One year ago today, my life changed forever. I found out I was pregnant with Logan. Today, I am remembering all of the amazing memories I have made in the last year. I am not very keen on New Years resolutions and looking back.
First fear.
Two years ago I read those two pink lines for the first time. The fear, excitement and panic all set in. I barely managed to speak the words to my husband before the test was complete. We were going to have a baby. This was not something that we were trying for – but it was also not something that we were avoiding. We were happily in love. This was the next step that was expected but only talked about in future tense. Nevertheless, excitement consumed us both. A week went by and the excitement turned to panic – something wasn’t right. Something had changed and not for the better. A long a grueling hospital confirmed the worst – the pregnancy was over. As quickly as it was, it was over.
We decided that we would take a break for a little while. This was something that left us both upset. Losing something that you didn’t know that you wanted is difficult. But now we learned that this IS something that we wanted.
Months passed and nothing changed. The loss made me know that this was something I wanted and I needed now.
It didn’t take much convincing to try again. It was taking much longer this time. Something had to be wrong – we’re both young and healthy – this is something that should come easy, right?
After almost one year, the hope was starting to turn into worry. Like many mornings before, I reached in my cabinet and took out that tiny white stick. Looking down at the 2 pink lines my heart stopped. HOLY SH*T. It’s positive. Finally we have a positive test. After months and months of waiting, hoping and trying we finally had a positive.
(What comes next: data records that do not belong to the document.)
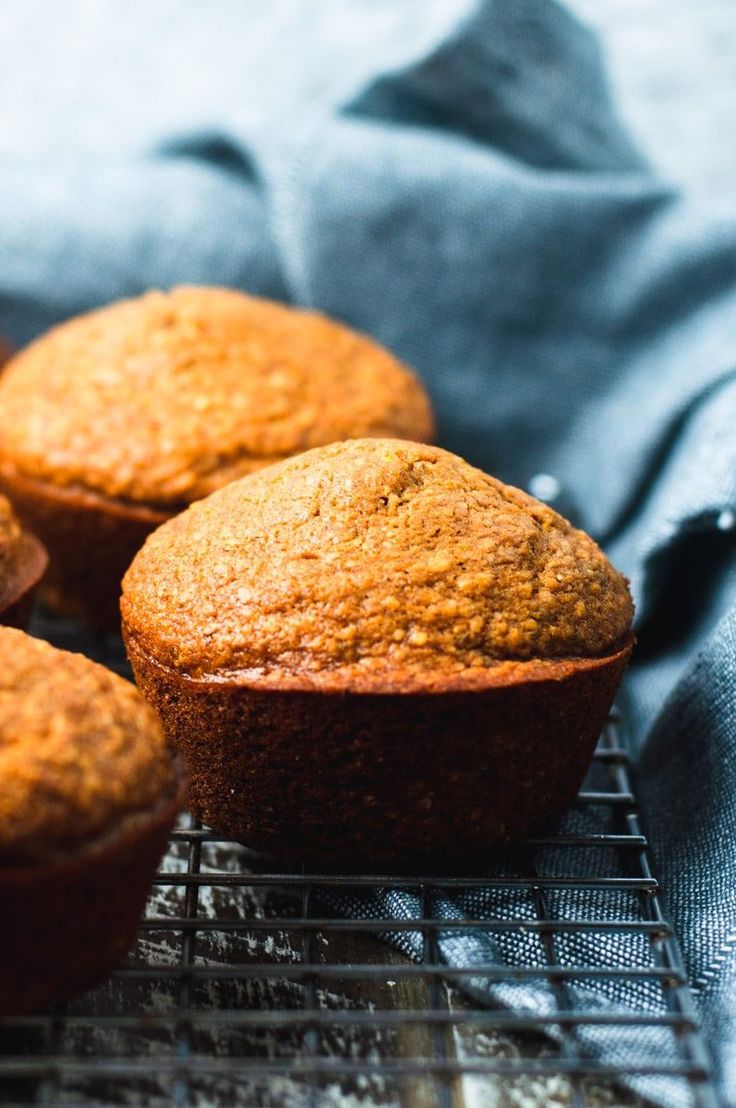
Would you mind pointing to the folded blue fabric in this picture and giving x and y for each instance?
(462, 190)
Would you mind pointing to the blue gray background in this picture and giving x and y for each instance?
(531, 204)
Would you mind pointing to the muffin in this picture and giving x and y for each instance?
(22, 564)
(89, 790)
(119, 419)
(376, 656)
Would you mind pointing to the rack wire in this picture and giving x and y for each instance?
(252, 986)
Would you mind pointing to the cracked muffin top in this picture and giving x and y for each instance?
(79, 750)
(374, 560)
(163, 399)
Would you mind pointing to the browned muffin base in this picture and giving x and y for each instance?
(17, 599)
(67, 924)
(91, 541)
(391, 780)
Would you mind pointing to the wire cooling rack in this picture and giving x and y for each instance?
(248, 987)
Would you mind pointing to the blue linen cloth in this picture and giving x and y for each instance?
(452, 178)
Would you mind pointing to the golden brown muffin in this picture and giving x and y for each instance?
(22, 564)
(119, 419)
(374, 654)
(89, 790)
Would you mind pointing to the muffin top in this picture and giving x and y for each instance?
(165, 398)
(79, 750)
(10, 541)
(370, 557)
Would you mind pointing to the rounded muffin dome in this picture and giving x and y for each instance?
(368, 557)
(80, 750)
(162, 399)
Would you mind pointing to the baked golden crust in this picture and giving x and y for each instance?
(10, 541)
(368, 562)
(162, 399)
(80, 750)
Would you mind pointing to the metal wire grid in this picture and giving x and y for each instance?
(244, 989)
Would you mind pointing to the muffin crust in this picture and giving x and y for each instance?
(10, 540)
(365, 561)
(80, 750)
(162, 399)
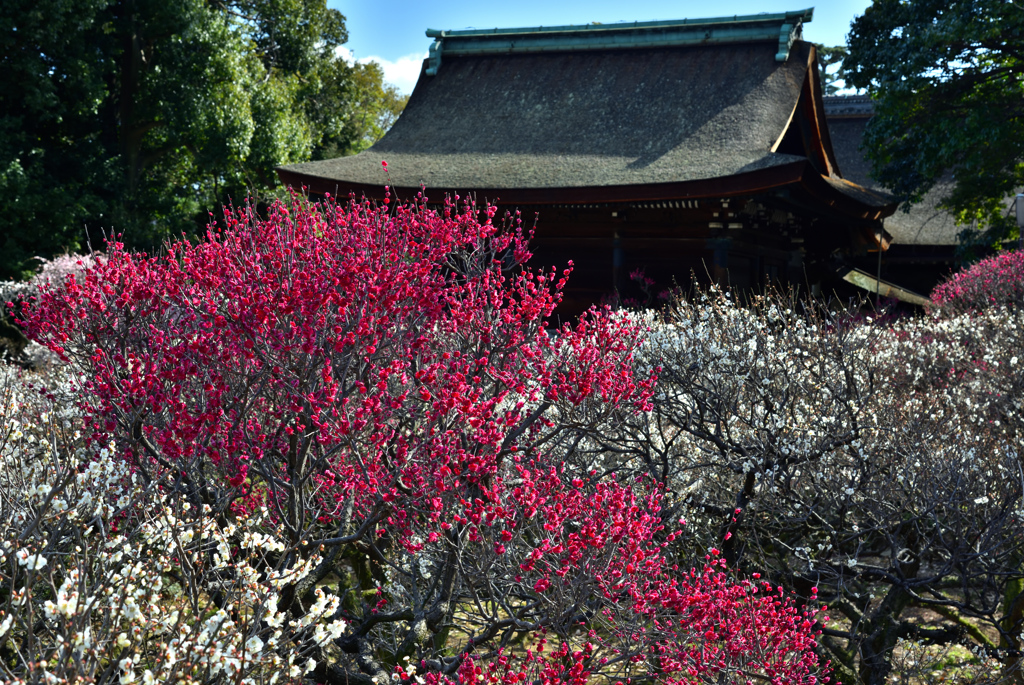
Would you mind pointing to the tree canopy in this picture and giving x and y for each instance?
(946, 78)
(137, 117)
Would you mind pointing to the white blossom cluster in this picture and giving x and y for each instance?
(858, 451)
(104, 576)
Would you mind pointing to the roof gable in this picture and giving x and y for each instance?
(665, 121)
(784, 28)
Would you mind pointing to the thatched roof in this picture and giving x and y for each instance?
(572, 120)
(926, 222)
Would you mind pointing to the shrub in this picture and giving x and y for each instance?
(374, 391)
(997, 281)
(878, 461)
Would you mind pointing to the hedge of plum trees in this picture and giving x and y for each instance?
(876, 459)
(337, 444)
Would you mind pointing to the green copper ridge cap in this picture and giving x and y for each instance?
(784, 28)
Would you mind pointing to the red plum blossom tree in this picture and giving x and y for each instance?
(370, 447)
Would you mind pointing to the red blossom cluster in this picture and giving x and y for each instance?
(381, 380)
(992, 282)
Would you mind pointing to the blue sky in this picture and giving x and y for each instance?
(392, 33)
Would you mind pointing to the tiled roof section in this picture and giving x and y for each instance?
(846, 106)
(588, 119)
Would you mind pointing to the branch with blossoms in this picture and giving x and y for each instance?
(876, 460)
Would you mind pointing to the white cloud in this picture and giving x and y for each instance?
(400, 73)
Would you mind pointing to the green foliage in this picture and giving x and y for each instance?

I didn’t trust it. The white and pink test could be lying. So I went and bought 3 more. All positive.
Then excitement.
This time felt different. Still panic, but different. Right away I texted my best friend a picture of the positive test. Sh*t we both said. Neither of us knew what to do next. I guess I should tell my husband – then the fear set over. Wondering if I should wait in case this will be like the last time. Surely he will notice if I start to grow – I was so obsessed with fitness and my body that a growing belly would be noticed.
I decided to tell him with a game. Before we went on our Valentines Day dinner date, I showed him my jeopardy style game I created. With correctly answered questions about our life, slowly a phrase was revealed. After about fifteen minutes he read ‘We are going to have a baby’.
What followed next were many months of excitement and fear. Trying to hold that baby in for nine month was the best thing I ever did in my whole life.
Now pure joy.
So sweet that you were able to receive your little bundle of joy !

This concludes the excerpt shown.